From fcfecf63105df073d9d5ce71feff10195c7991e0 Mon Sep 17 00:00:00 2001
From: Jindrich Matousek <jindrich.matousek@gmail.com>
Date: Thu, 9 Mar 2023 16:32:29 +0100
Subject: [PATCH] Fix usage of `aux_input["min_input_length"]` when running
 `test_run()` during training

---
 TTS/tts/models/vits.py     |  2 +-
 TTS/tts/utils/synthesis.py | 10 +++++-----
 2 files changed, 6 insertions(+), 6 deletions(-)

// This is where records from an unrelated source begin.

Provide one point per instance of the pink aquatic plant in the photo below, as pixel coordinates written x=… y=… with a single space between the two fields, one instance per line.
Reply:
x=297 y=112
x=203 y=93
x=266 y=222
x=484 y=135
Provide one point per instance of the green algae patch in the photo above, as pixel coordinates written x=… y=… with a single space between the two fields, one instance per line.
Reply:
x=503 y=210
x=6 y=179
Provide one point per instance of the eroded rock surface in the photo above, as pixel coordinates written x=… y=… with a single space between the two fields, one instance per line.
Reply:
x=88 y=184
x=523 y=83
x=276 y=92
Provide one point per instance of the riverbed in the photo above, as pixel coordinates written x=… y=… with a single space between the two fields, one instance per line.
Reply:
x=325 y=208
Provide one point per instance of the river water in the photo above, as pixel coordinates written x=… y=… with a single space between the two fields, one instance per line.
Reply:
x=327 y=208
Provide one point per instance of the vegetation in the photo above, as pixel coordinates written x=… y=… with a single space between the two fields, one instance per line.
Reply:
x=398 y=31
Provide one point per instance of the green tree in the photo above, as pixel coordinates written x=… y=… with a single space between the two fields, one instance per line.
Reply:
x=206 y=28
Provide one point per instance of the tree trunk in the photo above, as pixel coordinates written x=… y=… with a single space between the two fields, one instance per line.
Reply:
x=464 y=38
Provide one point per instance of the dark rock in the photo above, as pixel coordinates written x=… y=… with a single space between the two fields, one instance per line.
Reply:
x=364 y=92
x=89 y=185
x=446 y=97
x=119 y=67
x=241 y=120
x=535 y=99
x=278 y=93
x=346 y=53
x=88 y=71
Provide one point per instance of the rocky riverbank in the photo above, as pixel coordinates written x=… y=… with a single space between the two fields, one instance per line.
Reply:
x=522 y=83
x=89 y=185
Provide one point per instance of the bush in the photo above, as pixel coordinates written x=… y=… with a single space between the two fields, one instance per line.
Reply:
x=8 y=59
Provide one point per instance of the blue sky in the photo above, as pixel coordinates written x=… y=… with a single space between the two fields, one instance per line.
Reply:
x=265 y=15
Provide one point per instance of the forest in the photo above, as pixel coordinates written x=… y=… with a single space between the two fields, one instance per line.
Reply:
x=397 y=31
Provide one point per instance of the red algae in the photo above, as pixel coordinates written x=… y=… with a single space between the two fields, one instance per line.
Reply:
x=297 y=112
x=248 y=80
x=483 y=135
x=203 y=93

diff --git a/TTS/tts/models/vits.py b/TTS/tts/models/vits.py
index 28f91a73..a6dbf2e0 100644
--- a/TTS/tts/models/vits.py
+++ b/TTS/tts/models/vits.py
@@ -1175,7 +1175,7 @@ class Vits(BaseTTS):
                 )
             # JMa: set minimum duration if required
             # w = self._set_min_inference_length(torch.exp(logw) * x_mask, aux_input["min_input_length"]) if aux_input["min_input_length"] else torch.exp(logw) * x_mask
-            w = self._set_min_inference_length(x_input, torch.exp(logw) * x_mask, aux_input["min_input_length"]) if aux_input["min_input_length"] else torch.exp(logw) * x_mask
+            w = self._set_min_inference_length(x_input, torch.exp(logw) * x_mask, aux_input["min_input_length"]) if aux_input.get("min_input_length", 0) else torch.exp(logw) * x_mask
             # JMa: length scale for the given sentence-like input
             length_scale = aux_input["length_scale"] if aux_input["length_scale"] else self.length_scale
             w *= length_scale
diff --git a/TTS/tts/utils/synthesis.py b/TTS/tts/utils/synthesis.py
index 30e1dcb0..59897452 100644
--- a/TTS/tts/utils/synthesis.py
+++ b/TTS/tts/utils/synthesis.py
@@ -30,7 +30,7 @@ def run_model_torch(
     style_text: str = None,
     d_vector: torch.Tensor = None,
     language_id: torch.Tensor = None,
-    aux_input: Dict = {"durations": None, "length_scale": None, "min_input_length": 0},
+    aux_input: Dict = {},
 ) -> Dict:
     """Run a torch model for inference. It does not support batch inference.
 
@@ -49,9 +49,9 @@ def run_model_torch(
         _func = model.module.inference
     else:
         _func = model.inference
-    # JMa: propagate `durations``, `length_scale``, and  `min_input_length` to `aux_input`
-    #      to enable changing length (durations) per each input text (sentence) and to set
-    #      minimum allowed length of each input char/phoneme
+    # JMa: propagate other inputs like `durations``, `length_scale``, and  `min_input_length`
+    #      to `aux_input` to enable changing length (durations) per each input text (sentence)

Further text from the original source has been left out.